The invention discloses a method for breaking the dormancy of sedum aizoon seeds, which comprises the following steps: 4 steps of seed collection and collection, seed pretreatment, naOH treatment and seed germination treatment. The Carex fusca seeds were germinated by soaking the seeds for 2h with 20% sodium hydroxide and then in gibberellin at a concentration of 100. Mu. Mol/L or fluazinone at a concentration of 10. Mu. Mol/L. The germination rate can be improved from 0% to 52-72% by using gibberellin wetting treatment, and the germination rate can be improved to 80-96% by using fluopyridone wetting treatment; the germination can be rapidly promoted, the germination can occur in the first day of the experiment at the fastest speed, and the germination rate can reach 28-48% (gibberellin) and 68-84% (fluazinone) after 10 days; the seed germination is obviously promoted. In addition, the method is simple to operate, low in risk coefficient and low in cost, and can be used for promoting the seed germination method in the indoor germination experiment of the carex brevicaulis and filling the theoretical blank of the carex brevicaulis for the seed inspection regulation.

Description

Method for breaking dormancy of sedum aizoon seeds
Technical Field
The invention belongs to the technical field of plant planting, and particularly relates to a method for breaking dormancy of carex fuscous seeds.
Background
The Carex atrofusca is perennial herb of Cyperaceae, and is mainly distributed on about 3000m mountain beam and hillside in Gansu (region outside Qinling), qinghai, sichuan, yunnan, tibet and other provinces (regions), and the grasslands are alpine meadows, low-land meadows and mountain meadows. The seeds of the sedum aizoon are light brown trigone oval small nuts. At present, the research on the black-brown sedge is few, and a method for breaking the dormancy of black-brown sedge seeds is not reported.

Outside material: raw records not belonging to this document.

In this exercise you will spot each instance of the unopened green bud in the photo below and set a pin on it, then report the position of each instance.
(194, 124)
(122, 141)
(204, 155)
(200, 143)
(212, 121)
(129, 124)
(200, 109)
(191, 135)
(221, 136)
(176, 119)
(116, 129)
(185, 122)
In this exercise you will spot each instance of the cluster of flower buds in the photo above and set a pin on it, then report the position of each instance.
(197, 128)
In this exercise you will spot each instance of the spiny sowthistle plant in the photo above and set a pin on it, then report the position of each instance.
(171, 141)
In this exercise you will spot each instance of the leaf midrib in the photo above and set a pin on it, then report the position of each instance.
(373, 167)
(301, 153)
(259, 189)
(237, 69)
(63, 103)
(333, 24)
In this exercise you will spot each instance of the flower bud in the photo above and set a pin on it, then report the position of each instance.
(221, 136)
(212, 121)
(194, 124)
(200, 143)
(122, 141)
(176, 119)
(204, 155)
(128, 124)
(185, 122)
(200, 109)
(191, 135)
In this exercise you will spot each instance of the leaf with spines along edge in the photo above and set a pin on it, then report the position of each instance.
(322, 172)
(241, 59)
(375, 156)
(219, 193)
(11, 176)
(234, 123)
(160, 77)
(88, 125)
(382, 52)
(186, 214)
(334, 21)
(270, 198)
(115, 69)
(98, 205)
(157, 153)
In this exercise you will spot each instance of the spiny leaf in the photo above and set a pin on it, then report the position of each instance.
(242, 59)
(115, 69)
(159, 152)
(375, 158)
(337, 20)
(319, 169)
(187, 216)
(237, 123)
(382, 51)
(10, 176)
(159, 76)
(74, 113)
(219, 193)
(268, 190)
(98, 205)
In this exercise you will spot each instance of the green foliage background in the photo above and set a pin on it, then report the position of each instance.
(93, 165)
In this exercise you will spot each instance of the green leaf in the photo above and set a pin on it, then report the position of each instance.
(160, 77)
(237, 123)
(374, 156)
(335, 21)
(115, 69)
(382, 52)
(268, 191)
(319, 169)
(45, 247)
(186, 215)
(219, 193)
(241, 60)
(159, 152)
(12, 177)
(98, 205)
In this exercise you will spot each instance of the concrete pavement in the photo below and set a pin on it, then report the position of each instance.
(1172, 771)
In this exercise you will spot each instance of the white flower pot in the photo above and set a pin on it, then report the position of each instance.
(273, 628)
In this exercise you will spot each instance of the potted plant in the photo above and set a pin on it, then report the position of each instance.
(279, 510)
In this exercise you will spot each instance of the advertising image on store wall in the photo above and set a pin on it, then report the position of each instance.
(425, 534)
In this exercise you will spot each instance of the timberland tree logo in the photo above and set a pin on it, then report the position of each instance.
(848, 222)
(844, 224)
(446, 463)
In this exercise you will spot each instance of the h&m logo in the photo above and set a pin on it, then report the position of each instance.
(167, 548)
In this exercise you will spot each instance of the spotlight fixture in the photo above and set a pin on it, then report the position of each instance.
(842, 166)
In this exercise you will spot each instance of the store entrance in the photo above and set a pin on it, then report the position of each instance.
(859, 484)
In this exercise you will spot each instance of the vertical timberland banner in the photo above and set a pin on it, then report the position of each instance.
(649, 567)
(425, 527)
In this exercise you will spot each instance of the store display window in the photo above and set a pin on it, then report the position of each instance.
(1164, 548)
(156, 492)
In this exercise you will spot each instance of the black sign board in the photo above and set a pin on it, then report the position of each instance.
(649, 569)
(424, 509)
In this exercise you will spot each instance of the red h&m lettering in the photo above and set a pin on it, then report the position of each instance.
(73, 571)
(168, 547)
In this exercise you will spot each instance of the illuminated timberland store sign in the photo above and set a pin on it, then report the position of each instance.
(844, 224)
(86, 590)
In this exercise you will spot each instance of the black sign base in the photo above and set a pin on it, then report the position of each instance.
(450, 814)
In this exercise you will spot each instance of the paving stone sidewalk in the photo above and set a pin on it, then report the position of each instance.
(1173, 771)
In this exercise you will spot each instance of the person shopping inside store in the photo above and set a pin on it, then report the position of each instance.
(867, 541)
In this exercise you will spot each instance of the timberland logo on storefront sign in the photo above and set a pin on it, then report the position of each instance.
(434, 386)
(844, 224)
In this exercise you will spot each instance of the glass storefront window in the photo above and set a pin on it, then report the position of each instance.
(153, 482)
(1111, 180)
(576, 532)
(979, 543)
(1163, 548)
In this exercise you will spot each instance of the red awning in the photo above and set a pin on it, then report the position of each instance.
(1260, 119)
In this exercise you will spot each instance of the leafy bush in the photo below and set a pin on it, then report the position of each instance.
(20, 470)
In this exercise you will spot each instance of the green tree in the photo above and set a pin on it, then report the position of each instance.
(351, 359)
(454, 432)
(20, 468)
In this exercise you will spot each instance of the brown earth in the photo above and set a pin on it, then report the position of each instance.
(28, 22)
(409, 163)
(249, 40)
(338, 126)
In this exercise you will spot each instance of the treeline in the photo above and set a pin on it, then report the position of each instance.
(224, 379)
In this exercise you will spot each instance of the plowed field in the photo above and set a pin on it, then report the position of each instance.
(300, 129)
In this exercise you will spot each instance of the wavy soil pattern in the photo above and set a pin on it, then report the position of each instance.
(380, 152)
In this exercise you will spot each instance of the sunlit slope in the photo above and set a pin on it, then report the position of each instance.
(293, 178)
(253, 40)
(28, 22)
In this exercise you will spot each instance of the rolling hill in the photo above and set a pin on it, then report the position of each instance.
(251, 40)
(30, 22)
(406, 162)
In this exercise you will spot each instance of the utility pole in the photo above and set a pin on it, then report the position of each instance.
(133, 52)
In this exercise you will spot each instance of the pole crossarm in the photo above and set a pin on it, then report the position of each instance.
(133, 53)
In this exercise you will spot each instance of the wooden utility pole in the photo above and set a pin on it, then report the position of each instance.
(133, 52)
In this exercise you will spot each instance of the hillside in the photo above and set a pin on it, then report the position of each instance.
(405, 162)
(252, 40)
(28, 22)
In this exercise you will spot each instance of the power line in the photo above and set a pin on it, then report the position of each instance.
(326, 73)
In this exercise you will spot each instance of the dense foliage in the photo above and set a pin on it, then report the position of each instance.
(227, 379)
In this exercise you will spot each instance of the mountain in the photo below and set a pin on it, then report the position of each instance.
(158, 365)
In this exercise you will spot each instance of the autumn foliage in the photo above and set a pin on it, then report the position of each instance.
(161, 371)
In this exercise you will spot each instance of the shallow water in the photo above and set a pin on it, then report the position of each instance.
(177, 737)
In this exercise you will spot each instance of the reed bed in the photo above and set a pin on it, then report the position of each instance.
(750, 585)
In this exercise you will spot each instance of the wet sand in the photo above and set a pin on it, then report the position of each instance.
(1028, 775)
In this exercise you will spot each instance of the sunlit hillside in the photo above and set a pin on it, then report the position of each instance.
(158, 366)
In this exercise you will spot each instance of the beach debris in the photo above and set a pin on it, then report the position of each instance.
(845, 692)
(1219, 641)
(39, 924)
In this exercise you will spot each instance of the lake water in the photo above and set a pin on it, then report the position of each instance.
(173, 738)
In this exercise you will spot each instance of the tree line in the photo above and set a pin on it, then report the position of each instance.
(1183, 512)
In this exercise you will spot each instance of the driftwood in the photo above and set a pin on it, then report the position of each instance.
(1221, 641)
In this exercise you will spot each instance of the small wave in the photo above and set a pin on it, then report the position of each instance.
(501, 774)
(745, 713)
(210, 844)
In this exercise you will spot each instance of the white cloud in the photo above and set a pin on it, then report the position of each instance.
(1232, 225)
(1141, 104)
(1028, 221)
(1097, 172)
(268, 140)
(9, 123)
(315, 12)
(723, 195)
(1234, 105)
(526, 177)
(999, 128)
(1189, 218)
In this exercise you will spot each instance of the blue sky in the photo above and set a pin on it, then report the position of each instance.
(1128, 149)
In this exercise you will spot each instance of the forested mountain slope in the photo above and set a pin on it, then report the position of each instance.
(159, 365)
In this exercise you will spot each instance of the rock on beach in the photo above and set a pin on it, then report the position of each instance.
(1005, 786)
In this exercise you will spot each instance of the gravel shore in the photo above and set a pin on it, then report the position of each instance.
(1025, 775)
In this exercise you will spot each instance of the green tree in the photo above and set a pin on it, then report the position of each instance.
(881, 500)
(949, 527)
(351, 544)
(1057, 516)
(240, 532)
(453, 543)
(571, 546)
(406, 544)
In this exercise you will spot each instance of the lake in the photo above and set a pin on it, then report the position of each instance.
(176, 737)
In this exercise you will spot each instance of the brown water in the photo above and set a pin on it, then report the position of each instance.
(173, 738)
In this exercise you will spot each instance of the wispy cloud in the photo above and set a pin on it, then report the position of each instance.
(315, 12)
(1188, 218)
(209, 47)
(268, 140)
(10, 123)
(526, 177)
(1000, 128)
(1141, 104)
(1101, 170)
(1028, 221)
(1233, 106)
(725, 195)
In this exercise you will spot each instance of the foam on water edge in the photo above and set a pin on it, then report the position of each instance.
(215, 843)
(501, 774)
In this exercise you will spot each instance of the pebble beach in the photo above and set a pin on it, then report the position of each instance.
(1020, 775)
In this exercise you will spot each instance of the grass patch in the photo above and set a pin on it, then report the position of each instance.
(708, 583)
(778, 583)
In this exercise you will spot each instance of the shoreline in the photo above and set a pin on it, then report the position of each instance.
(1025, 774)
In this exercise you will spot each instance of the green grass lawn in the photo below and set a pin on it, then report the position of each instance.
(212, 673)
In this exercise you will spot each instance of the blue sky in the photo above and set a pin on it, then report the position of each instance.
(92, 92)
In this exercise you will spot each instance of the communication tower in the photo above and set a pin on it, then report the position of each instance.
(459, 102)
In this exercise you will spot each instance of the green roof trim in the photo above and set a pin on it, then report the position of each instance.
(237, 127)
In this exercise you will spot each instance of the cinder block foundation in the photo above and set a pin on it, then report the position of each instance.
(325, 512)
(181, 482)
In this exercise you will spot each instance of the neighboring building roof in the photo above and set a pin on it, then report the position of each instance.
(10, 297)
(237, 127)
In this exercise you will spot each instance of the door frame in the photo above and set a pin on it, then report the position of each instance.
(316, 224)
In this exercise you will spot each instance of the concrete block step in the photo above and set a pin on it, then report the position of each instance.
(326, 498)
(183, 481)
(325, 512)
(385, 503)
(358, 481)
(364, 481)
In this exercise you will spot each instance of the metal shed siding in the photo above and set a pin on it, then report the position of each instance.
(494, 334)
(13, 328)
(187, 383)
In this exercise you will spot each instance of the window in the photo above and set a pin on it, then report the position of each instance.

The seed dormancy is the phenomenon that the viable seeds can not normally germinate in a certain time period under the appropriate conditions. Dormancy is mainly to maintain the growth and development of the seeds of the plants in the adverse living environment, and can prevent the plants from germinating in inappropriate seasons, and is the capacity of the plants to gradually form in order to resist the external adverse environment, and has important significance for self-reproduction. Seed dormancy is mainly affected by the genetic characteristics of the plant and environmental factors (e.g., temperature, water, and light, etc.). Lang classifies dormancy into 3 types of ecological dormancy, exogenous dormancy, and endogenous dormancy. Nikolaeva considers that seed dormancy is composed of 3 main types of endogenous dormancy, exogenous dormancy, and integrated dormancy. The exogenous dormancy comprises physical dormancy, chemical dormancy and mechanical dormancy; endogenous dormancy, including morphological dormancy and physiological dormancy, is caused by immature embryos or by the impermeability of the seed coat; integrated dormancy is a combination of exogenous dormancy and endogenous dormancy. Based on Nikolaeva, the American famous seed ecology specialist Baskin & Baskin further divides dormancy into five types of physical dormancy, physiological dormancy, morphological physiological dormancy and composite dormancy. The current methods for breaking seed dormancy are roughly divided into three types: one is a physical method. Including mechanical treatment, temperature treatment and lamination treatment; the second is a chemical method, which mainly comprises hormone, inorganic reagent and organic chemical agent treatment; and thirdly, comprehensive treatment. The dormancy of most plant seeds is caused by various reasons, so that the single treatment effect may not be obvious, and various methods are often adopted to remove the dormancy together.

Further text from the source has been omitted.